Subclassing an open Swift class is not always possible

Subclassing an open Swift class is not always possible

In this blog post, I am elaborating on why defining an open class in Swift with only an internal designated initializer is pointless. I am looking particularly at the use case of subclassing that class outside its module.

Designated Initializers vs. Convenience Initializers

Designated initializers are the primary initializers for a class. A designated initializer fully initializes all properties introduced by that class and calls an appropriate superclass initializer to continue the initialization process up the superclass chain.

Every class must have at least one designated initializer.

init(parameters) {

Convenience initializers are secondary, supporting initializers for a class. You can define a convenience initializer to call a designated initializer from the same class as the convenience initializer with some of the designated initializer’s parameters set to default values.
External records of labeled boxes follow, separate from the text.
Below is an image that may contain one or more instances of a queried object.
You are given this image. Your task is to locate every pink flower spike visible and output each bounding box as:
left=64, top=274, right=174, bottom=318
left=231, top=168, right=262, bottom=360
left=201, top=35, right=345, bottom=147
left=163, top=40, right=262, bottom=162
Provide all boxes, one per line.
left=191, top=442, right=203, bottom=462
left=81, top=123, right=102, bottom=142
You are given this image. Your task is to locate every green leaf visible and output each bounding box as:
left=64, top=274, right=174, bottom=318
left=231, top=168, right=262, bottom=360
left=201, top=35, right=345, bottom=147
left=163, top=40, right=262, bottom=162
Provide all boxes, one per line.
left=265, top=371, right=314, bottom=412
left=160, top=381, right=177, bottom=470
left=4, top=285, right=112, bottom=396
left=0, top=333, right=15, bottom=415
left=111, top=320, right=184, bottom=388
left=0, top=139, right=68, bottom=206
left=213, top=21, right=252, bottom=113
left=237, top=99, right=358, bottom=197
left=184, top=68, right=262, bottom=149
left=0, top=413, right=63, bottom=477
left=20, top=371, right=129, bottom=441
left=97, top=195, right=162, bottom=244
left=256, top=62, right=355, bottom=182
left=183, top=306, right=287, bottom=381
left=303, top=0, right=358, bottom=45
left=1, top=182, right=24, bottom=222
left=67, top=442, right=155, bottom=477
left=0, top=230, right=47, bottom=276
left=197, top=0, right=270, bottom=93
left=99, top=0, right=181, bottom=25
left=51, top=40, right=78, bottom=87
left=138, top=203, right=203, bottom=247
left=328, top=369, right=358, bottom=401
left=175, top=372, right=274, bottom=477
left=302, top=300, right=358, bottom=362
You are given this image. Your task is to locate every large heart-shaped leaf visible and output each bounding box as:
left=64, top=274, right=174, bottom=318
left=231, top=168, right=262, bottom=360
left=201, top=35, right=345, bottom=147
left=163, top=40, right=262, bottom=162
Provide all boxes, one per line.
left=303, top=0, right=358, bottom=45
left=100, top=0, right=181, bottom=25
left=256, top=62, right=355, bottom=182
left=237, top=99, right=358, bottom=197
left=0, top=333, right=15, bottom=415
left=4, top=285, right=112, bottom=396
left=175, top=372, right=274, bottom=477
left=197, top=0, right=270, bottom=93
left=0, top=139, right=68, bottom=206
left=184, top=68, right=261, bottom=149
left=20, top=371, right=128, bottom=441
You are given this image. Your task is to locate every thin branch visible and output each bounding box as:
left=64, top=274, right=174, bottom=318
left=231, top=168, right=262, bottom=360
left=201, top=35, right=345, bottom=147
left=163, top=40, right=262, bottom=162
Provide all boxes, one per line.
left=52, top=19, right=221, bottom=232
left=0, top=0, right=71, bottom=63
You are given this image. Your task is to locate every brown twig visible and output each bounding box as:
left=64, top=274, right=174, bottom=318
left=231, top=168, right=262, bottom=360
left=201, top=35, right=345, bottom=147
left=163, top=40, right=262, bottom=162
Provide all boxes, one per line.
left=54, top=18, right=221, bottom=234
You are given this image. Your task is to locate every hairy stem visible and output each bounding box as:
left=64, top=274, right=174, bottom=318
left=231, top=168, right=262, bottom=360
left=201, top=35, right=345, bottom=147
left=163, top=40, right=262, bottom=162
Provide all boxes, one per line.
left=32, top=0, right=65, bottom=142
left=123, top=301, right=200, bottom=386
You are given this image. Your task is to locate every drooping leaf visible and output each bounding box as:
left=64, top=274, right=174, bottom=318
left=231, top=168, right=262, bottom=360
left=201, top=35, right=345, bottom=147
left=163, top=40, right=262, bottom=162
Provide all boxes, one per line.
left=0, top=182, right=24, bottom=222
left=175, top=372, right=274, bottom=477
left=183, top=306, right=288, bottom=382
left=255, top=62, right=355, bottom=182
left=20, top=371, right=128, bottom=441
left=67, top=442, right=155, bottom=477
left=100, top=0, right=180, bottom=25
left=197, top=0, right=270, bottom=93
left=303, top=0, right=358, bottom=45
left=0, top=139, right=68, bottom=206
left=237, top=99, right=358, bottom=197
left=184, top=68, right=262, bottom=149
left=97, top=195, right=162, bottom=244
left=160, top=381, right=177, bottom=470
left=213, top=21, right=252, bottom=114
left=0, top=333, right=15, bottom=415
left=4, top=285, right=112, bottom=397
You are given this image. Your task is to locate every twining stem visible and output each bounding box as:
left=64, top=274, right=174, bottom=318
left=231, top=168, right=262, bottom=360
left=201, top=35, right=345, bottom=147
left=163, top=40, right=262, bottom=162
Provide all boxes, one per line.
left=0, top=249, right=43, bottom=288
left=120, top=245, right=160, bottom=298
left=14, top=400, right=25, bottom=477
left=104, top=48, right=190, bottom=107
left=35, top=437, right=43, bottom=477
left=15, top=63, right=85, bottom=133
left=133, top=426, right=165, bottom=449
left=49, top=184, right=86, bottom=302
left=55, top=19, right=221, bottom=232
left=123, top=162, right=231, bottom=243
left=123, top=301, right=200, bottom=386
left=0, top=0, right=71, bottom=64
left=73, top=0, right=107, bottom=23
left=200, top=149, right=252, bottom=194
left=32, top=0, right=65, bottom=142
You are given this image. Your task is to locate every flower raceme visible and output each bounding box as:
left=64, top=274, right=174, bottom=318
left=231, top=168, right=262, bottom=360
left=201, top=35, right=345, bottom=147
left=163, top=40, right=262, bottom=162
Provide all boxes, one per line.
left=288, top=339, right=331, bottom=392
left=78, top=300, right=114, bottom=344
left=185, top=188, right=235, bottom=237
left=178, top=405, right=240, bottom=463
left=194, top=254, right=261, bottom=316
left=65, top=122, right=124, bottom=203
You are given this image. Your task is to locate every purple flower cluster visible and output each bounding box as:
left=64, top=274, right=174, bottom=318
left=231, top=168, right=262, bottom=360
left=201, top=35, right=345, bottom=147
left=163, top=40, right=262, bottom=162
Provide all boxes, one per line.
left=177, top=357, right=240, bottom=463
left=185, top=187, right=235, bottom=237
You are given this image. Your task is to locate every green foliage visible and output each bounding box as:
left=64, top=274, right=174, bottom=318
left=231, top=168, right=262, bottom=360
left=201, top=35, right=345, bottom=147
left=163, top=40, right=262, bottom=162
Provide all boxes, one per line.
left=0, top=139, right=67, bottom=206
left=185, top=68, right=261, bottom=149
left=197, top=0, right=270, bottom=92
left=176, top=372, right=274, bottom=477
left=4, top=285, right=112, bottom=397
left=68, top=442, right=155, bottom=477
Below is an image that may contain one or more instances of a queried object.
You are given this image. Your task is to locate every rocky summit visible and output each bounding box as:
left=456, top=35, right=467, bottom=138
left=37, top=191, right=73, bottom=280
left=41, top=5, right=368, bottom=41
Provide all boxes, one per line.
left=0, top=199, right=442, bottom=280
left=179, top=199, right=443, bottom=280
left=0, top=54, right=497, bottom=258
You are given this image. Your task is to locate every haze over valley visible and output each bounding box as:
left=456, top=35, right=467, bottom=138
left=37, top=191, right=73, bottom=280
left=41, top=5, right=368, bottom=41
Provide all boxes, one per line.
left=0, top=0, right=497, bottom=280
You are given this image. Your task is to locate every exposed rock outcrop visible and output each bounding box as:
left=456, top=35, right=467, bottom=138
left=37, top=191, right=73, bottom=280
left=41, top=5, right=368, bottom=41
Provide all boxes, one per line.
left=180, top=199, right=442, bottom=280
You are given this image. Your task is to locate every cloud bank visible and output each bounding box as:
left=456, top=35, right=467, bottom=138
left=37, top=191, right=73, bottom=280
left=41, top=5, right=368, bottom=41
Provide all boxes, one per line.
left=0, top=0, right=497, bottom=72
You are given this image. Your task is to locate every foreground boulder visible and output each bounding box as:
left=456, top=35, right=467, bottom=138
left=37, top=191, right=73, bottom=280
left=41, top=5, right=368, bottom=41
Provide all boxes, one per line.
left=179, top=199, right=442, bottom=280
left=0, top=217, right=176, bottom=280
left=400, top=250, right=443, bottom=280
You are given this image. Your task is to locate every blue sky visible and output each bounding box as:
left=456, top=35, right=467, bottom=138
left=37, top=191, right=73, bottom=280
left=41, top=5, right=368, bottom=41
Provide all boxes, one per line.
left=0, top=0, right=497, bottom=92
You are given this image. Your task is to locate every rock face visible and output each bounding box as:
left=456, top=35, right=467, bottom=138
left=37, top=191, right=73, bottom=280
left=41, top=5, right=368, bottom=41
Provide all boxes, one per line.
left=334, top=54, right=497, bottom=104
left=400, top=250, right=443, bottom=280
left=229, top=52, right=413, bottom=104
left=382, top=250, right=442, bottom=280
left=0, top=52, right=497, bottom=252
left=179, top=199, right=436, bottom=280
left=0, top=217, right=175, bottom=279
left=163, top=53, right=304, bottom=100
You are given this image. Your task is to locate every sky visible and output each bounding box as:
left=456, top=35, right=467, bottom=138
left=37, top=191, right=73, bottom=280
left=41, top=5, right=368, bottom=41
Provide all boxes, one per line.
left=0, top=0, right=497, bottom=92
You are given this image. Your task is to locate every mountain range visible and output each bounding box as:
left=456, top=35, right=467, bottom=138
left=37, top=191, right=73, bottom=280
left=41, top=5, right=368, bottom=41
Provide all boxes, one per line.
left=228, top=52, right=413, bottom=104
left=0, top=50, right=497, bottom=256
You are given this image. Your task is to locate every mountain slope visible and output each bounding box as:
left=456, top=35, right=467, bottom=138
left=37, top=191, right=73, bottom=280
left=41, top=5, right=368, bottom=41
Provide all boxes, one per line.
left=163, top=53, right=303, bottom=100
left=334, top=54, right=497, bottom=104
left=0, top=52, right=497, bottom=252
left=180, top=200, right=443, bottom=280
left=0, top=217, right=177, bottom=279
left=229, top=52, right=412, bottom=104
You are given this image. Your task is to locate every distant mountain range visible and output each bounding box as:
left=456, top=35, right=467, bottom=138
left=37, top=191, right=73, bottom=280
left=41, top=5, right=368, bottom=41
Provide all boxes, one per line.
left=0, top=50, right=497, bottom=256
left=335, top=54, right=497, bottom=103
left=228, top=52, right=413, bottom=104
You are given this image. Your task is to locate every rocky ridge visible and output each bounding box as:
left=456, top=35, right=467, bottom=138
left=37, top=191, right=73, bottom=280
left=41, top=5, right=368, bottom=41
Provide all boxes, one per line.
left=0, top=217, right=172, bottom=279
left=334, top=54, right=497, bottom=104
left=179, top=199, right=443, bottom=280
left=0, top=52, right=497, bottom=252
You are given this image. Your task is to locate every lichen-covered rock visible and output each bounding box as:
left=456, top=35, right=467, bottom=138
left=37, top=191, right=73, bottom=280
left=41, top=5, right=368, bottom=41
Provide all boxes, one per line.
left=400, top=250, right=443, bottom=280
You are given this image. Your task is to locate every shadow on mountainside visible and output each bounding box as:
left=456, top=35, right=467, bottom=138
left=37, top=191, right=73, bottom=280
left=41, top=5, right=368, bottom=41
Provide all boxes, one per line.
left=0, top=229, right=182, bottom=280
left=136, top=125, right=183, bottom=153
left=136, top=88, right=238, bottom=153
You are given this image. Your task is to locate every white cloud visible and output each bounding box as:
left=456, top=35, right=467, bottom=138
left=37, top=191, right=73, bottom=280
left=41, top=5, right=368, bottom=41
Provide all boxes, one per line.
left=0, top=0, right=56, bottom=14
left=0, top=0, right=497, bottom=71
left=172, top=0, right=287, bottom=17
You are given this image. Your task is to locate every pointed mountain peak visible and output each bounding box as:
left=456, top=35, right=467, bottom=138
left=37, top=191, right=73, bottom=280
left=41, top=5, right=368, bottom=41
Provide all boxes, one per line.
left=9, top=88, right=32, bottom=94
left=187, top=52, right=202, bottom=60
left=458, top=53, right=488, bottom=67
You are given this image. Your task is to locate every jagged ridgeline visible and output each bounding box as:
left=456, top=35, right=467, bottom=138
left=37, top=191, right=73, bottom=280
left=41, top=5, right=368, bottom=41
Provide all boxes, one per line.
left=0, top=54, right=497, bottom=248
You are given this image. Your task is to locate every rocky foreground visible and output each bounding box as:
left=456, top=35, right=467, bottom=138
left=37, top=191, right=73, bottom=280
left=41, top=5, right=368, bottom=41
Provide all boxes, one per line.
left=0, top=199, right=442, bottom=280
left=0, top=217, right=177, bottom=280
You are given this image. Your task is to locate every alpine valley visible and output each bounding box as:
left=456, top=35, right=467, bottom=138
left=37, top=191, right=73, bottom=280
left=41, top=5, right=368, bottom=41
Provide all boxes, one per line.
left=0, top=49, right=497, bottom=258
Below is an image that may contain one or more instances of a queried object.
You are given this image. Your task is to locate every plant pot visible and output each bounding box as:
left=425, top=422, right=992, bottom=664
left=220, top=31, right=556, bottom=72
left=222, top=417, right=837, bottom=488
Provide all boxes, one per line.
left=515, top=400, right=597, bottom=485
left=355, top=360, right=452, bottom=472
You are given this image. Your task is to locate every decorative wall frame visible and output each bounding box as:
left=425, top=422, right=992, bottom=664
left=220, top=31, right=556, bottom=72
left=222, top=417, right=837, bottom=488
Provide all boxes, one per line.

You don’t have to provide convenience initializers if your class doesn’t require them.

convenience init(parameters) {

The Question

// Module "Experiment"

open class Superclass {
    internal init(param1: String, param2: String) {}

    public convenience init(params: [String]) {
        self.init(param1: "", param2: "")

Can Superclass be subclassed outside of its module?

The short answer


The explanation

At a first glance, it may look like it should be possible because the class has open access level.

Open access applies only to classes and class members, which differs from public access by allowing code outside the module to subclass and override. Marking a class as open explicitly indicates that you’ve considered the impact of code from other modules using that class as a superclass and that you’ve designed your class’s code accordingly.

But the class has only a single designated initializer which has access level internal

internal enables entities to be used within any source file from their defining module, but not in any source file outside of that module. You typically use internal access when defining an app’s or a framework’s internal structure.

Source: Swift Language Guide - Access Control

So calling the designated initializer of the superclass will not work :(

import Experiment

public class Subclass: Superclass {}

func test() {
    // ERROR: Subclass' cannot be constructed because it has no accessible initializers
    let subclass = Subclass(param1: "", param2: "")

What about calling the public convenience initializer from the superclass?

import Experiment

public class Subclass: Superclass {}

func test() {
    // ERROR: Subclass' cannot be constructed because it has no accessible initializers
    let subclass = Subclass(params: [])

Nope :(

Swift subclasses don’t inherit their superclass initializers by default.

However, superclass initializers are automatically inherited if certain conditions are met.

Rule 1: If your subclass doesn’t define any designated initializers, it automatically inherits all of its superclass designated initializers.

Rule 1 probably means it automatically inherits all the public and open superclass's designated initializers my example has none.

Rule 2: If your subclass provides an implementation of all of its superclass designated initializers—either by inheriting them as per rule 1, or by providing a custom implementation as part of its definition—then it automatically inherits all of the superclass convenience initializers.

Source: Swift Language Guide - Initialization

Rule 2 doesn't matter here as well. We cannot provide an implementation of the superclass's designated initializer because it's internal.

Marina Gornostaeva asks the Swift team if the behavior is a bug or could be explained better through documentation. I am looking forward to their response.

What about adding a designated initializer in the subclass and calling the superclass's convenience initializer?

Not possible here because Swift requires that a designated initializer must call a designated initializer from its immediate superclass.



Question: Can you subclass an open Swift class outside of its module if that class has a single, internal designated initializer? Answer: No

You should add a public designated initializer to your open class as a module developer. Otherwise it is not possible to subclass it from outside of its module.

The alternative is to remove the open access level to make the intention clear that the class cannot be subclassed.